Meltdown Tuesday: Newton’s law and awful baseball
In Meltdown Tuesday, we cover Cam Newton’s horrific Super Bowl experience and what is about to be six weeks of awful baseball.
As always, here are your meltdown experts, FanSided editors Jonathan Bass and Matt Verderame.
Verderame: So, Super Bowl 50 was a real barnburner.
Bass: Thank God for beer, pizza and seven-layer dip or else I would’ve check out waaaaaaaaay earlier. Most boring one you can remember?
Verderame: Absolutely. Denver’s defense was great, but Cam Newton was terrible all on his own. By the way, nice effort at the end. Way to dive in there.
Bass: That was baffling. Do you think he was hurt or what? In real time I thought he didn’t go b/c his shoulder was all banged up.
Verderame: I thought he was frustrated that the Broncos were all over him, and he didn’t feel like getting hit again. Frankly, it looked like he quit.

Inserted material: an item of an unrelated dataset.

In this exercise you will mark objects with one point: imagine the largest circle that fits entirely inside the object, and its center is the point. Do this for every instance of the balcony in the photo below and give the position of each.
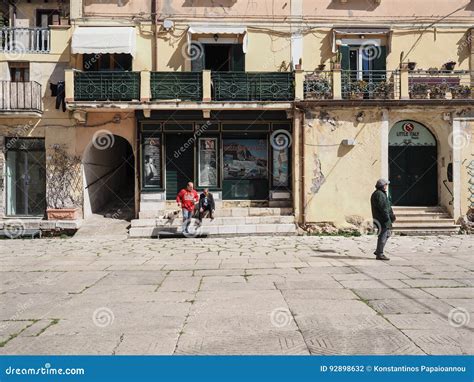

Bass: At the time it felt like the game was over. Like they were beaten like a drum. But there were still 5 minutes on the clock. It was the ultimate white flag.
Verderame: He will never live that down. Until he wins a Super Bowl, he will be forever remembered for quitting in the Super Bowl and then punking out after it.
Bass: Yeah, it’s a shame. Especially after a great season for him and the team. The sharks were waiting all season to nail the team for being too loose and dancing; it happened in the final game. All those images of him having temper tantrums and scowling after the game – those are the lasting images. Denver’s defense was great, but some of those turnovers … come on, man.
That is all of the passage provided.